Have you ever wondered how productive your coworkers actually are? Meta employees don’t have to guess.
Meta employees created their own leaderboard to track the number of tokens (the basic units of data or words processed by AI models) used by the company’s more than 85,000 employees. information It was reported on Monday. The leaderboard, called “Claudeonomics” after Anthropic’s AI model, displayed the top 250 token users and awarded employees titles such as “Token Legend” and “Cash Wizard.”
Leaderboards encouraged “token maxing,” a growing phenomenon in Silicon Valley that emphasizes the use of tokens as a measure of productivity.

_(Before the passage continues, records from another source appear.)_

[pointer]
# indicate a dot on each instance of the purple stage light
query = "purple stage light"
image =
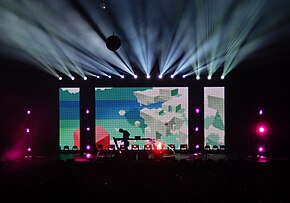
(88, 147)
(261, 149)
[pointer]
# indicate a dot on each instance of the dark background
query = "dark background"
(261, 81)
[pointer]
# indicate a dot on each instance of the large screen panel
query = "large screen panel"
(214, 116)
(158, 113)
(69, 117)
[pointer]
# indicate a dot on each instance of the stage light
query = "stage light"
(88, 155)
(148, 147)
(135, 147)
(183, 147)
(261, 129)
(103, 5)
(171, 146)
(261, 149)
(111, 147)
(113, 43)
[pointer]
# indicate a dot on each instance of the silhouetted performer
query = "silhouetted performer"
(126, 135)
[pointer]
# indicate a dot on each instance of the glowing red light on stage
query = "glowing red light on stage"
(89, 156)
(261, 129)
(88, 147)
(135, 147)
(147, 147)
(159, 146)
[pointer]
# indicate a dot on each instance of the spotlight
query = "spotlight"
(261, 149)
(261, 129)
(113, 43)
(103, 4)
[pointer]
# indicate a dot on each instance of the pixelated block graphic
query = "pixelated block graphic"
(102, 137)
(77, 138)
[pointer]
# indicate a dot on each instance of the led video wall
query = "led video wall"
(214, 116)
(157, 113)
(69, 117)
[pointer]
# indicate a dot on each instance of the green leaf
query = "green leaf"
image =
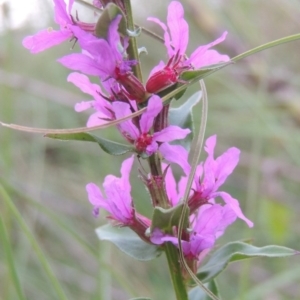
(203, 72)
(277, 219)
(165, 219)
(108, 146)
(238, 251)
(182, 116)
(109, 13)
(128, 242)
(198, 294)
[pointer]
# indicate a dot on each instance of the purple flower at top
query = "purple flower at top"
(49, 37)
(176, 36)
(208, 225)
(118, 202)
(101, 57)
(102, 106)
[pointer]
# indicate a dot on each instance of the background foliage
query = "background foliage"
(253, 105)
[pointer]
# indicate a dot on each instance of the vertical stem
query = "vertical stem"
(132, 48)
(176, 272)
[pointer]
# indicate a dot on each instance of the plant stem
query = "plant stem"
(132, 47)
(175, 272)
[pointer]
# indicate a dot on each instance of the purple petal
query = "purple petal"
(95, 196)
(178, 27)
(153, 109)
(81, 62)
(125, 172)
(157, 68)
(84, 105)
(83, 82)
(113, 38)
(171, 187)
(234, 205)
(45, 39)
(121, 110)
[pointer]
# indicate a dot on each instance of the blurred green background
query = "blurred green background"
(253, 105)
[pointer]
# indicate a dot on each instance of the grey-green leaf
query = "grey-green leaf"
(203, 72)
(108, 146)
(198, 294)
(109, 13)
(182, 116)
(238, 251)
(165, 219)
(128, 242)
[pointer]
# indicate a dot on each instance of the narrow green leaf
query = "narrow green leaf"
(203, 72)
(5, 244)
(109, 13)
(165, 219)
(199, 294)
(238, 251)
(182, 116)
(128, 242)
(107, 146)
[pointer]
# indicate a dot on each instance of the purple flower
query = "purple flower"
(100, 57)
(209, 224)
(176, 36)
(103, 107)
(118, 202)
(215, 173)
(144, 141)
(49, 37)
(176, 39)
(208, 179)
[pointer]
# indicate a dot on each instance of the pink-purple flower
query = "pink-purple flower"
(206, 226)
(208, 219)
(103, 108)
(146, 142)
(101, 57)
(209, 177)
(176, 36)
(117, 200)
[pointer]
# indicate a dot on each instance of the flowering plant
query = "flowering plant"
(189, 211)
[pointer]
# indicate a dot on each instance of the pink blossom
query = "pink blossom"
(145, 141)
(208, 179)
(208, 225)
(49, 37)
(100, 57)
(176, 36)
(102, 107)
(118, 201)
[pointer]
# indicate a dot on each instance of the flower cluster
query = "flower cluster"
(122, 93)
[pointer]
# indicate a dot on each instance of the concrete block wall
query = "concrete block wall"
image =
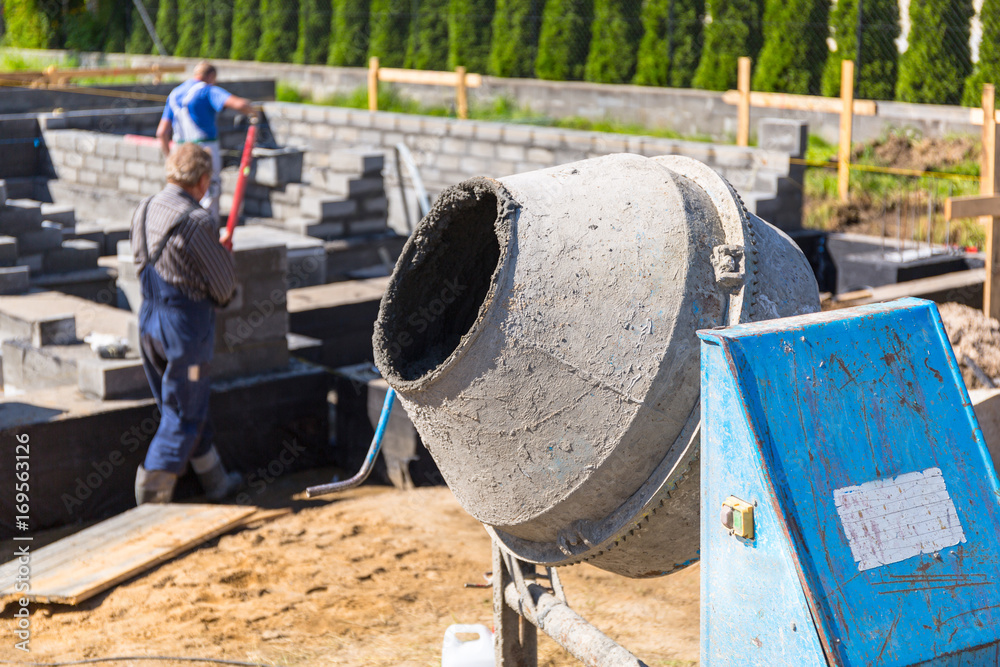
(448, 150)
(104, 175)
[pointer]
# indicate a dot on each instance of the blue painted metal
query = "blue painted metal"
(796, 408)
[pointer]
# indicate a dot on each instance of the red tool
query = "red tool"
(241, 183)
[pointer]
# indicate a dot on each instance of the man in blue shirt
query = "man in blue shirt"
(189, 117)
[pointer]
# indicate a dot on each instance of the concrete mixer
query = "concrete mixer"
(540, 331)
(614, 362)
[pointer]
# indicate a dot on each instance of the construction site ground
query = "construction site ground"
(371, 577)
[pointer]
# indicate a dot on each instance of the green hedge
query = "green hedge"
(876, 77)
(469, 29)
(313, 43)
(349, 45)
(427, 45)
(795, 49)
(735, 31)
(390, 30)
(939, 59)
(515, 38)
(614, 42)
(671, 42)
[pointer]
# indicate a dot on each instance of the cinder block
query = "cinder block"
(357, 161)
(73, 255)
(110, 379)
(20, 216)
(327, 208)
(316, 229)
(8, 251)
(369, 226)
(346, 186)
(251, 359)
(48, 237)
(14, 279)
(783, 135)
(61, 213)
(34, 263)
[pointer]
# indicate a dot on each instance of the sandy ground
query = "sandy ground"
(373, 577)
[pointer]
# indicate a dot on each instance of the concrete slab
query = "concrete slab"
(112, 378)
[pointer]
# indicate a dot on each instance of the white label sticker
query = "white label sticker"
(889, 520)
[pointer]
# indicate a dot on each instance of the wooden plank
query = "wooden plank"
(922, 287)
(461, 93)
(427, 77)
(846, 129)
(972, 206)
(801, 102)
(78, 567)
(373, 76)
(743, 103)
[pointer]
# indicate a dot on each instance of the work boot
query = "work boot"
(217, 483)
(154, 486)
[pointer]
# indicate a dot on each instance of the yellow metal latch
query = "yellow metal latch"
(737, 517)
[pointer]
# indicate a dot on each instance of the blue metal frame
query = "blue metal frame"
(797, 408)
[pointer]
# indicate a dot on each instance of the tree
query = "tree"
(671, 42)
(190, 28)
(390, 29)
(427, 47)
(349, 30)
(218, 29)
(735, 31)
(515, 38)
(314, 32)
(565, 39)
(279, 30)
(938, 59)
(876, 76)
(988, 68)
(26, 25)
(614, 41)
(139, 40)
(469, 24)
(795, 47)
(246, 29)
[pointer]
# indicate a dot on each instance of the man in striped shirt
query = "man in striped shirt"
(185, 273)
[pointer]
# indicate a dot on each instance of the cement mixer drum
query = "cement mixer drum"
(540, 331)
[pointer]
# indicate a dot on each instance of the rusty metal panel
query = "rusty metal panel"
(870, 453)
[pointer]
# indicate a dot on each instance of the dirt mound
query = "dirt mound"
(923, 154)
(372, 577)
(973, 336)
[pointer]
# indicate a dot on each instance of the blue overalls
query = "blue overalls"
(177, 338)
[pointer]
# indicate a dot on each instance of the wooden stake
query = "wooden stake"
(743, 107)
(846, 127)
(461, 93)
(373, 83)
(988, 186)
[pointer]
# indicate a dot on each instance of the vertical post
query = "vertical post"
(506, 621)
(988, 186)
(743, 108)
(846, 126)
(373, 83)
(461, 93)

Different AI models measure tokens differently, but OpenAI estimates that one token is equivalent to approximately 4 characters, and that a 1-2 sentence prompt requires approximately 30 tokens. Token usage may indicate whether your workers are optimizing prompts or how many AI agents are using them.
But the fun is over. Just two days after this news broke, Meta removed its internal AI-powered leaderboards.
The dashboard says: “We’ve really enjoyed building this app for everyone on Nest. We intended this to be a fun way for people to observe their tokens, but because the data in this dashboard is being shared externally, we’ve decided to close Claudonomics at this time,” it was reported. information.
Meta refused to answer. Fortune’s question While mentioning the dashboard and the move to shut it down doesn’t necessarily mean the company is done tracking the token. information The company also reported that it has a separate official dashboard for token usage aimed at software engineers, who generally use the most tokens.
Last year, Janelle Gale, Meta’s chief human resources officer, told employees that “the impact of AI” would be a “core expectation” in 2026. According to business insider. In January, the company overhauled its performance evaluation system and decided to give bonuses of more than 200% to employees with the best performance.
Some employees have AI agents working for hours to maximize token usage. Neither Meta CEO Mark Zuckerberg nor Meta CTO Andrew Bosworth are among the top 250 token users.
In 30 days, the total usage of employees on the dashboard exceeded 60 trillion tokens, and the highest ranked individual users spent an average of 281 billion tokens. Using the cheapest version of Claude Opus 4.6 (costing $5 per million tokens), just one user could cost Meta more than $1.4 million.
Incentivizing the use of high-value tokens is becoming the norm in Silicon Valley. OpenAI has an employee leaderboard, and the company’s top power users spent 210 billion tokens in one week in March.
Last month, Nvidia CEO Jensen Huang, a leading voice on token budgets, shared his vision for token usage at Nvidia’s GTC conference in San Jose in March.
“I can easily imagine that in the future every engineer in the company will need an annual token budget,” he said. “They’re going to be making a few hundred thousand a year in base salary. We’re probably going to give them half of that as a token so they can increase it tenfold.”
Just a few days later, Huang said he would be “very alarmed” if an engineer paid $500,000 a year didn’t spend at least $250,000 worth of tokens. He did not explicitly state the importance of the 50% measure.
Bosworth, Meta’s chief technology officer, said the best engineers spend the equivalent of their salaries on tokens, but are “5 to 10 times” more productive.
“This is like a quick buck,” Bosworth said. “Keep going. There are no limits.”